19.5.12

«Serviços Secretos» obscenos

Por Antunes Ferreira
OBSCENO, para além de patético, o caso das secretas é obsceno. E de alguma forma, do que se vai sabendo sobre as ligações multilaterais que se verificaram, pode-se concluir que até é pornográfico. Um senão, apenas: enquanto em 1972, nos Estados Unidos, o «Deep Throat», entre nós o «Garganta Funda», revolucionava o cinema porno, por cá a garganta deixou de ser funda, bem pelo contrário, ainda que se tente fazer engolir as mais diversas versões dos mais diversos personagens.
Mas, como é sabido, não se trata de mais um descabelado filme produzido nos estúdios da quase malograda Tóbis, ali ao Lumiar. É uma peça teatral? Um drama ou uma comédia? Nada disso. É uma caricatura de um dos muitos 007 que encheram os ecrãs durante anos. Ian Fleming saberia o que fazia ao criar James Bond? Muito provavelmente tinha a intenção de, mas por certo não imaginaria a dimensão mundial que o agente do MI-6 viria a ter. O público tem reações que a reação desconhece. É como escrevia Monsieur Blaise Pascal: o coração tem razões que a própria razão desconhece.
Os Serviços Secretos à portuguesa são, pelos vistos, mas sobretudo pelo que vai vindo a público, mais um exemplar que ficará na história do anedotário nacional. Desde a PVIDE, passando pela famigerada PIDE/DGS, até ao caos hodierno em que são mais do que as mães, tudo tem acontecido às organizações da intelligence deste cantinho o mais ocidental da Europa, e que Tomás Ribeiro cantou como um jardim à beira-mar plantado. O poeta, veja-se, também era político, o que não quer dizer, absolutamente, que todos os poetas sejam políticos – e o prejuízo para quem o é – muito menos que todos os políticos sejam poetas. No entanto, na maioria das vezes, parecem, arremedem.

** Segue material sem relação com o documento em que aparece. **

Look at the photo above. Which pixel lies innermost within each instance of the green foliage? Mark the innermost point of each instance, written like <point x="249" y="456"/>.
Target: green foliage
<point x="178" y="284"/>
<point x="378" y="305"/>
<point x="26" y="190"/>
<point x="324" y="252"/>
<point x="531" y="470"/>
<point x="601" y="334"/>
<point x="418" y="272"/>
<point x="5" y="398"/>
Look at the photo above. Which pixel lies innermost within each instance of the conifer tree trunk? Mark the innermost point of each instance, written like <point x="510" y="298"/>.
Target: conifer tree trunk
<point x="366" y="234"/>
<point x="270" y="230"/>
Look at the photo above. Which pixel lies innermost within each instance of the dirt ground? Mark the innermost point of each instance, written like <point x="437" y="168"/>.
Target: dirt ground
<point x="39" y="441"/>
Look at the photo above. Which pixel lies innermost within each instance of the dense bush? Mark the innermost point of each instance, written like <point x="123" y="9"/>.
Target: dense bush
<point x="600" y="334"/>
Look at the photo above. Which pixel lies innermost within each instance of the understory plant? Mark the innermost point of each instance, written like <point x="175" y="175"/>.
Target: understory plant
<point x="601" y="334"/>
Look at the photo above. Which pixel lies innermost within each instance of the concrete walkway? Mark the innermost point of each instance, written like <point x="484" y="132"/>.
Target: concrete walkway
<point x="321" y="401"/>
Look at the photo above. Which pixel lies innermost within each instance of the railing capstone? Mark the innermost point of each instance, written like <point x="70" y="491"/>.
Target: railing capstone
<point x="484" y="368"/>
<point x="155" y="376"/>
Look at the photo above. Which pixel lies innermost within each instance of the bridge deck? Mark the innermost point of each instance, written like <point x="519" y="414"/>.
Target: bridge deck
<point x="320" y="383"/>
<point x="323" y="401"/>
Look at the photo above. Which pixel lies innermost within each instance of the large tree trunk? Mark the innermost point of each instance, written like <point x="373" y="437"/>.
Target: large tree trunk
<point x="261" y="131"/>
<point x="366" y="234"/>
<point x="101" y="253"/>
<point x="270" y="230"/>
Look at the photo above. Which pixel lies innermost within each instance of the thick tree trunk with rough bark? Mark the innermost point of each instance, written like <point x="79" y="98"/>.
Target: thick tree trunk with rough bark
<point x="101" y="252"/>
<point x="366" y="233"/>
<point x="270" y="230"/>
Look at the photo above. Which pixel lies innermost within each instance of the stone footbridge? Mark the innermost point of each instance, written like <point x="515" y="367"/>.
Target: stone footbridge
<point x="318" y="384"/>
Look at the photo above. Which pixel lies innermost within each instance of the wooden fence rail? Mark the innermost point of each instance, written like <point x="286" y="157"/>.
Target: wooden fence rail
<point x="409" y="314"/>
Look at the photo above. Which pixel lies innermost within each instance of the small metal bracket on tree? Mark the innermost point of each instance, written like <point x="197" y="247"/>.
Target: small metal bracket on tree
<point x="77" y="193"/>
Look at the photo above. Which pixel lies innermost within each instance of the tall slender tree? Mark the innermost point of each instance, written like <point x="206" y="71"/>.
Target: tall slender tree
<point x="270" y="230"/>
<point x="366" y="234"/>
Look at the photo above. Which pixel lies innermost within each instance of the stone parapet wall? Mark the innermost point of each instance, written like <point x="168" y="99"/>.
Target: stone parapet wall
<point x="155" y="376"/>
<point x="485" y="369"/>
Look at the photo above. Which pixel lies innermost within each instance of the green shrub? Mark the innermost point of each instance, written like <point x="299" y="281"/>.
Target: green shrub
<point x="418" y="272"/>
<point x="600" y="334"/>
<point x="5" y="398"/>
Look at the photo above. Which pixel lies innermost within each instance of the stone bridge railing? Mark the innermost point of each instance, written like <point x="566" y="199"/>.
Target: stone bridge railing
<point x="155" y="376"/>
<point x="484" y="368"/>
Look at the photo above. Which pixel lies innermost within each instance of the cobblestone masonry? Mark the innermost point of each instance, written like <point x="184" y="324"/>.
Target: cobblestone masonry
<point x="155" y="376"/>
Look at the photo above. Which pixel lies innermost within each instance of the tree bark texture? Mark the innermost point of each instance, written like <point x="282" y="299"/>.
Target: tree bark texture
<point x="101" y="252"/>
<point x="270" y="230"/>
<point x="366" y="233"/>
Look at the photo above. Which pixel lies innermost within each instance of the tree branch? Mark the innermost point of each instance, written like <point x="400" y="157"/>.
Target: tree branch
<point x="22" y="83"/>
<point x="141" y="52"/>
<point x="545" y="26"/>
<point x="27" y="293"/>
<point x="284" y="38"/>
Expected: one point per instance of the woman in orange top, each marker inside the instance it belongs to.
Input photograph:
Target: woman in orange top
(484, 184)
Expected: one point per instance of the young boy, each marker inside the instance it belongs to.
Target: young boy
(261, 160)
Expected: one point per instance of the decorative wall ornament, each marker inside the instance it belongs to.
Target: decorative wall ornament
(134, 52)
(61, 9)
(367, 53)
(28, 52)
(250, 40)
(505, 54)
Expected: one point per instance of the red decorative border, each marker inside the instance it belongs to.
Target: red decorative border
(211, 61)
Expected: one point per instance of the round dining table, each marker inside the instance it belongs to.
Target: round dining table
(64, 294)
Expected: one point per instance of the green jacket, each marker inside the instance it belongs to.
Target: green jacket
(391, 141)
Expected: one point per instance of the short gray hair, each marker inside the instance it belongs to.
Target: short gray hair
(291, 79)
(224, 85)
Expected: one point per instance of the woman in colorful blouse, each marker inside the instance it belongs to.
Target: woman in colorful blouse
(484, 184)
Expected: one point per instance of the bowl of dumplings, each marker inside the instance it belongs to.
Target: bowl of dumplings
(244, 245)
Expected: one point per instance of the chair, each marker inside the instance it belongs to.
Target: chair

O disse que não disse mas que eles sabem que disse mas desdisse é comum nestas coisas hiper sigilosas de tais serviços. E quando a mostarda sobe ao nariz e se zangam os compadres descobrem-se muitíssimas verdades – alegadamente secretas. As trocas de informações são na verdade trocas de influências. Nesta nossa terra de cantigas de escárnio e de maldizer, as coisas refinam sempre – para o pior. É o caso. Eu sei disto o que julgo que tu não sabes, donde informo-te a troco de. É assim desde que o primeiro homem desceu da árvore, dirão.
É mesmo, responderão. Porém, em Portugal o troco é mesquinho, porque uma grande fatia de nós, os Portugueses, é mesquinha. É medíocre, porque nós, os Portugueses, somos medíocres. É um tanto masoquista escrevê-lo. É um cilício, é uma autoflagelação? Será, mas as verdades devem ser ditas, por mais que façam doer a quem as diz.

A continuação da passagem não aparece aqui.